The Vances met at Yale University, where Usha earned her law degree, and served as the executive development editor of the Yale Law Journal and managing editor of the Yale Journal of Law & Technology. During those years on the New Haven, Conn., campus, she participated in the Supreme Court Advocacy Clinic, the Media Freedom and Information Access Clinic, and the Iraqi Refugee Assistance Project. They married in 2014.
She holds a B.A. in history from Yale and a Master of Philosophy from the University of Cambridge, where she was a Gates Cambridge Scholar. Her MPhil project investigated the methods used for protecting printing rights in 17th-century England by focusing on the career of John Field, a printer who operated between 1642 and 1668 in London and Cambridge.
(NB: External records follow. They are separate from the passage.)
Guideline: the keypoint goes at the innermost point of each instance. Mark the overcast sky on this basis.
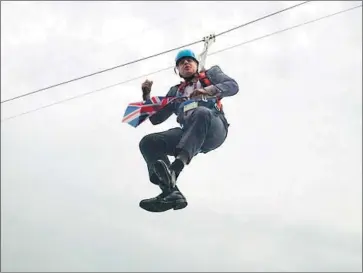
(283, 193)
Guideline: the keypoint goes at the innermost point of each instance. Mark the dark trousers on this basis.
(203, 131)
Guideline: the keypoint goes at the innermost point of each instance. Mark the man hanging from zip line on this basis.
(203, 128)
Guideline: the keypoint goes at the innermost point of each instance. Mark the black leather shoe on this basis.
(165, 201)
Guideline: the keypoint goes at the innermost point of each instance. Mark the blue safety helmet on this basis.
(185, 53)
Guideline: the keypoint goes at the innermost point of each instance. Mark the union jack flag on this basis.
(138, 112)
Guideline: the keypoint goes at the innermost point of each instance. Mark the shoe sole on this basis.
(162, 172)
(164, 206)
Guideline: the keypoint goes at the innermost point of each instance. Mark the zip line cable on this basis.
(152, 56)
(170, 67)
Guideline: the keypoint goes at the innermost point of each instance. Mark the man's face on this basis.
(187, 67)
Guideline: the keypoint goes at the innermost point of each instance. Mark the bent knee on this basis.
(202, 111)
(146, 142)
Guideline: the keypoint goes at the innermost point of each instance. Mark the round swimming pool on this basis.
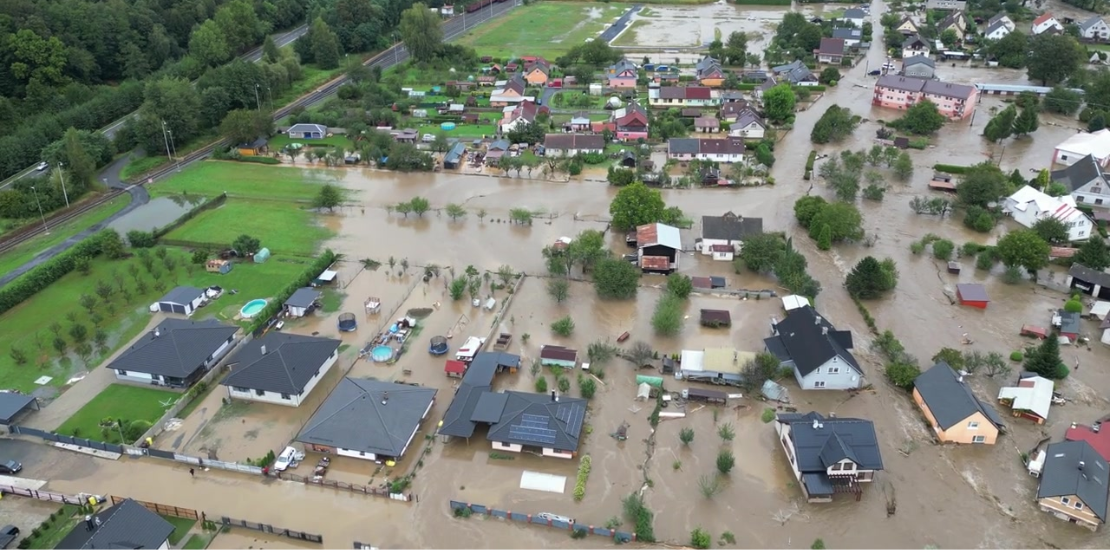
(252, 308)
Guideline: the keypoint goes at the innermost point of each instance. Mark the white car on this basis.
(284, 459)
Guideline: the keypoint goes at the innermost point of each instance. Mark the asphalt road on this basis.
(281, 40)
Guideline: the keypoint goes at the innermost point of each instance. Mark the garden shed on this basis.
(972, 295)
(182, 300)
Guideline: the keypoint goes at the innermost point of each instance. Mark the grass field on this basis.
(284, 228)
(118, 401)
(245, 180)
(28, 250)
(547, 29)
(124, 315)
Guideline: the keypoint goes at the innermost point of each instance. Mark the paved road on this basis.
(110, 130)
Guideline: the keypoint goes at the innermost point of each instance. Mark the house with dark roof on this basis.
(723, 236)
(1073, 483)
(367, 419)
(124, 525)
(281, 368)
(830, 50)
(815, 350)
(177, 353)
(952, 410)
(829, 455)
(1086, 182)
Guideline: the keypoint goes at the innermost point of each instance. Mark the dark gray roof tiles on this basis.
(127, 525)
(1075, 468)
(369, 416)
(288, 365)
(950, 400)
(179, 349)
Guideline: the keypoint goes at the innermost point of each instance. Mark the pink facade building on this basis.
(955, 101)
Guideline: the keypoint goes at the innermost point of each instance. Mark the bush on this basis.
(699, 538)
(563, 327)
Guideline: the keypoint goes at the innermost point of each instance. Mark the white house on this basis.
(1081, 145)
(281, 368)
(1029, 206)
(1045, 23)
(1095, 29)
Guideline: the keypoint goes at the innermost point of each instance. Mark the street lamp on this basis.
(41, 215)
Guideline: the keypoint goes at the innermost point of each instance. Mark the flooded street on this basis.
(946, 497)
Prior to pursuing a law degree, Vance taught American history as a Yale-China Teaching Fellow at Sun Yat-sen University in Guangzhou, China. She was raised in San Diego.
Her interests include serving as a trustee of the Washington National Opera, a secretary of the board of the Cincinnati Symphony Orchestra and a board member of the Gates Cambridge Alumni Association. She also served as director of media relations for GCAA.